There’s nothing you can do to change past bad sourcing decisions, but you can rule out dropshipping right now and locate wholesalers or authorized distributors to source from going forward. Telling Amazon you’re not going to sell those particular ASINs again and saying “we don’t have invoices, we’re just dropshipping” won’t fly. They’re not interested in hearing excuses for poor sourcing previous to your suspension, they want to know what the plan is going forward. Do you have one?
For instance, if you’re dropshipping-only and you failed to understand the trends of Amazon policy enforcement, you’ll know that lacking invoices means you don’t have an Amazon business, period. If you don’t have invoices for it, you can’t list or sell it. Telling Amazon that you have no orders for the ASINs they’ve flagged, either in prior listing suspensions or at the point of an account suspension, won’t do you any good. Your only viable plan is ditching dropshipping and starting over with wholesalers and authorized distributors. Make them believe it because you already have invoices and supplier info to prove it.

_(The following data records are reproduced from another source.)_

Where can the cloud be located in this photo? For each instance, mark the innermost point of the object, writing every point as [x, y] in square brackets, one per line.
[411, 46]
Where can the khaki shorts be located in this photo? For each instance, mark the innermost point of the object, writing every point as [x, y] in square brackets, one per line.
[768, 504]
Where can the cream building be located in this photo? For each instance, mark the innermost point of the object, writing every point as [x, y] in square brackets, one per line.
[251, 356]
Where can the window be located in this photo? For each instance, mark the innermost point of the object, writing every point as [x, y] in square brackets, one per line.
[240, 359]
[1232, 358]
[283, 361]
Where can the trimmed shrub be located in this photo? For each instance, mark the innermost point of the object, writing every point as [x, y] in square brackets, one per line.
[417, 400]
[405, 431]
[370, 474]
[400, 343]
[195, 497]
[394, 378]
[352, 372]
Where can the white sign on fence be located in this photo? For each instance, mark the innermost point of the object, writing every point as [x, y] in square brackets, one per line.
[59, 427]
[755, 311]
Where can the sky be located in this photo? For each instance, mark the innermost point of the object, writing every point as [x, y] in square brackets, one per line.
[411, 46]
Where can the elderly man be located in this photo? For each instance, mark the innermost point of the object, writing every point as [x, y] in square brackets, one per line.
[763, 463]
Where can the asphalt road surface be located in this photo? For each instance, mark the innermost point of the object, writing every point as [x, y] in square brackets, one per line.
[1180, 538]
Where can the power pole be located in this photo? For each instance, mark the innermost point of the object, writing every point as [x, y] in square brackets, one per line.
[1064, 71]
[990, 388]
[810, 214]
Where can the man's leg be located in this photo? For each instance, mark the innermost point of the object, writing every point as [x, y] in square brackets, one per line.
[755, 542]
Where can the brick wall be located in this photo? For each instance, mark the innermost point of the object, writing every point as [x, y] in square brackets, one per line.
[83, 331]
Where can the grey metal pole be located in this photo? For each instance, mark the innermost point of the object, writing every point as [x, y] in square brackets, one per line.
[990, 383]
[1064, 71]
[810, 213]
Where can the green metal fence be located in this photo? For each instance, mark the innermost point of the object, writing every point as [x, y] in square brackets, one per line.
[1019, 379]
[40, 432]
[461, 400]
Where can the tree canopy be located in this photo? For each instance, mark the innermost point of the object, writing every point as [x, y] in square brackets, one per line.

8. What kind of Plan of Action are they expecting from you, to reinstate your privileges?
A good one, with details and specifics in each of the three categories or sections. Are you writing up complaint causes, or actual Root Causes? Amazon understands why they suspended you, so don’t waste time or space telling them the same things they already know. If they think you don’t have the ability to identify the deficiencies that led to buyers or brand complaints about authenticity, you’re handing them a great reason to skip over the rest of the POA. Don’t give them that excuse.
The second section is the most straightforward — what did you do to take immediate action to resolve past inauthentic complaints? Did you pull inventory out of FBA to reexamine the items for defects, for example? If so, what are the removal order numbers? Were listings deleted, and if so, how did you identify which products shouldn’t be listed or sold anymore? Maybe you had a problem supplier, and if so, did you terminate the business relationship? They want to see significant changes, not window dressing.

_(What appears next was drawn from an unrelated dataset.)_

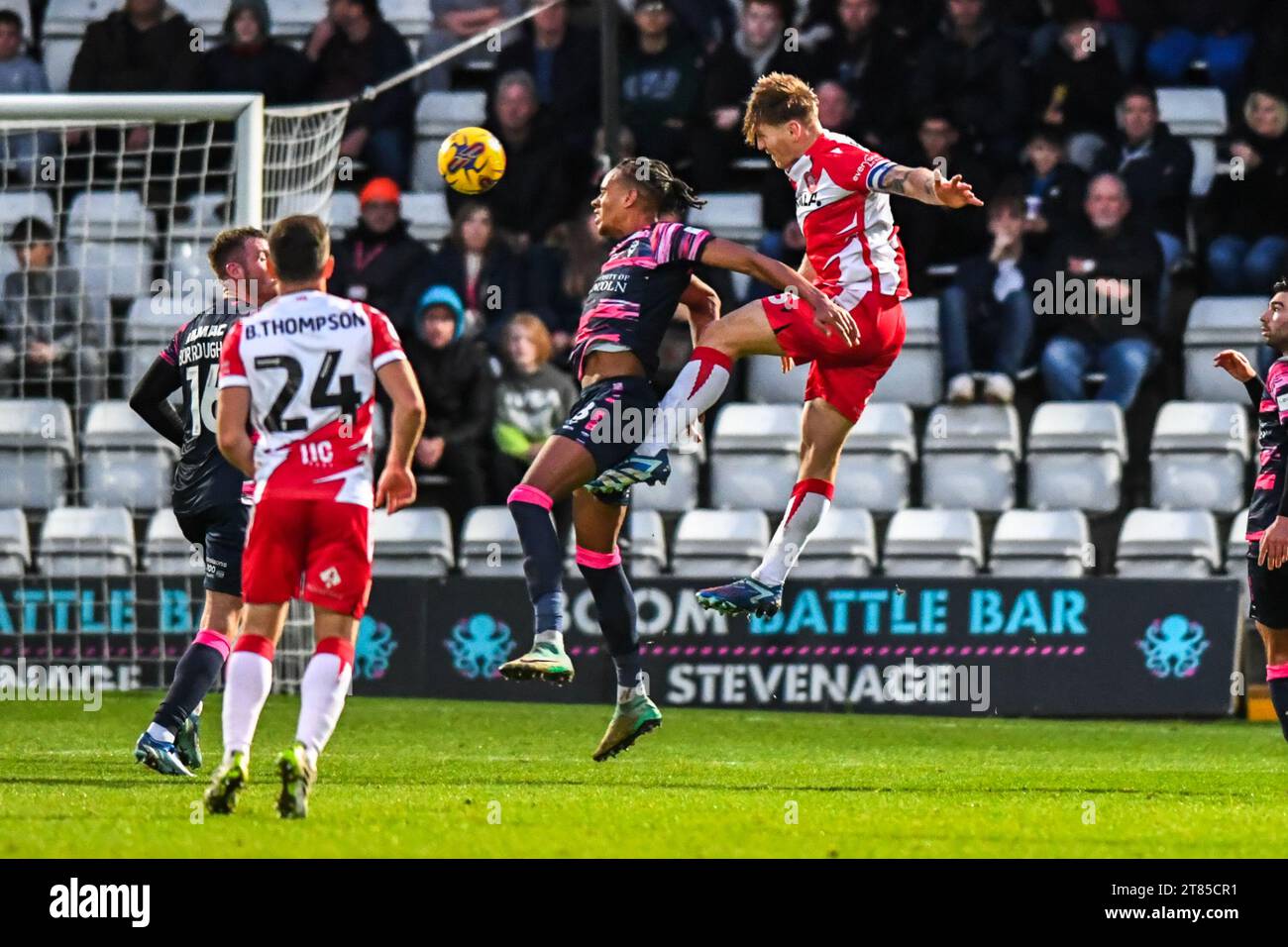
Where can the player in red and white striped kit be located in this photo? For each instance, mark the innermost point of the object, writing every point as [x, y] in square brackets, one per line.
[303, 369]
[854, 257]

Finally, Amazon seeks credible upgrades and methods you’ve executed to prevent future inauthentic complaints. Do you present details on Quality Control improvements? Are you training staff differently, and will it be better? If you’re replacing suppliers, what does your improved supplier vetting process look like ? Are you test-buying from them, before you start listing the inventory for sale on Amazon? They need all this and more. Show them some substantive changes to your operations, not copy and paste styled generic template info.

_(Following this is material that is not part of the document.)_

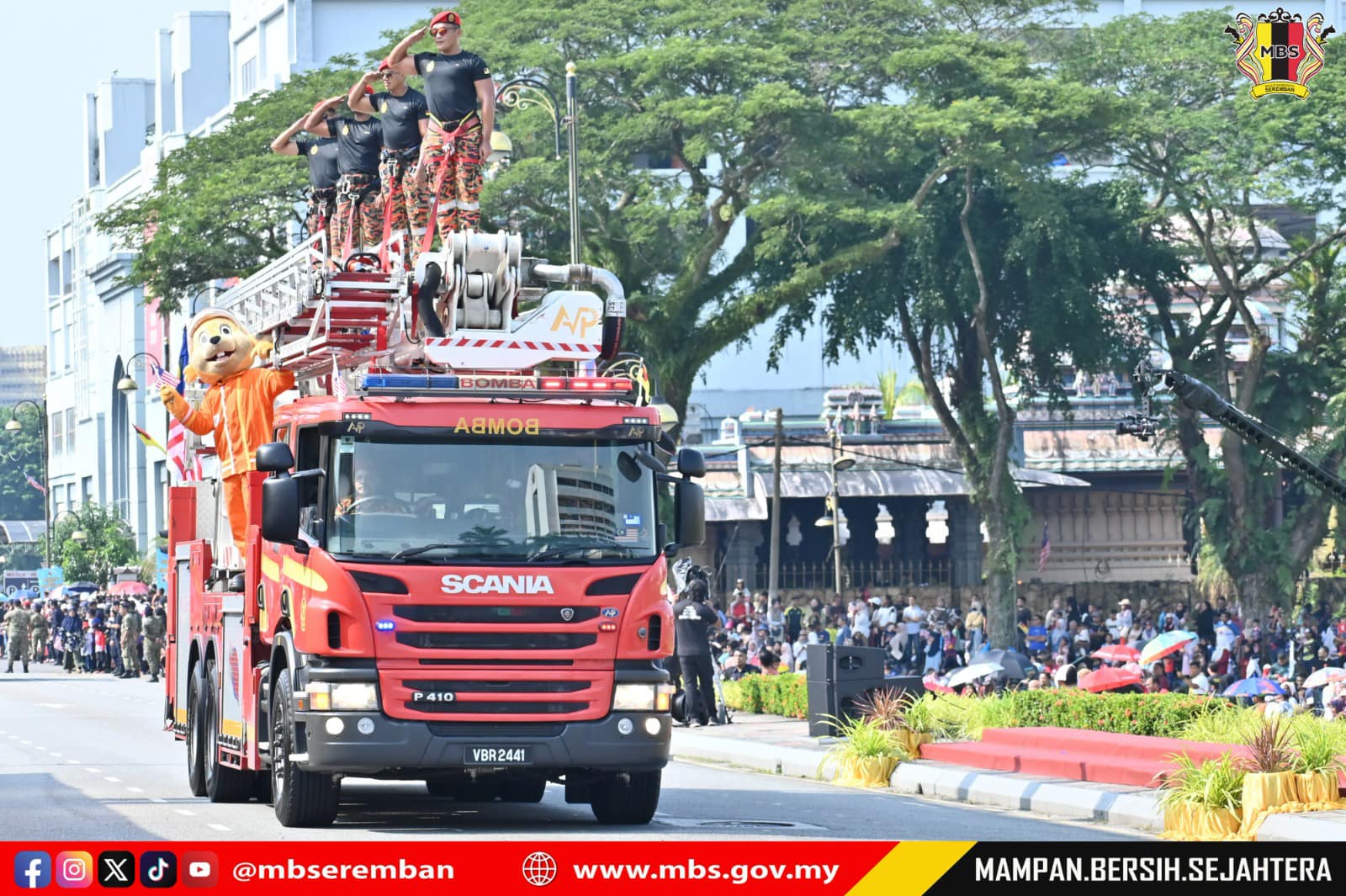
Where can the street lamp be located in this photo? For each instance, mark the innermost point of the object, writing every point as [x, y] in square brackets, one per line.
[13, 426]
[520, 93]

9. How many cracks at an appeal do you get, how many suppliers or invoices will they go over?
Not that many, anymore, due to Amazon’s current trend of ignoring additional plans that are sent in. We recommend that sellers who try and fail with a first POA seek professional help for all subsequent appeals.
10. What if you can’t get reinstated, will you get your money in the end?
Sellers often contact us after they’ve failed to get reinstated and waited 90 days, expecting their payments to show up. Instead, they find themselves pushed through yet another appeals process just to try to get their money back.
If Amazon believes they can justify holding your funds permanently in arbitration, they’ll often do just that. They know you cannot sue them for relief. And they can show an arbitrator that you’ve agreed to their TOS, granting them broad powers over your selling privileges, funds, and inventory. They have a high batting average in arbitration and use that as part of their overall decision making process.
Tens to hundreds of millions must be sitting in their coffers due to this approach. That’s a big incentive to keep going until they can’t justify it any longer. Numerous sellers who lack proof that will satisfy Amazon’s conditions for proving authenticity will be stuck without final funds or additional sales. The only way to avoid this predicament is to get your account reinstated.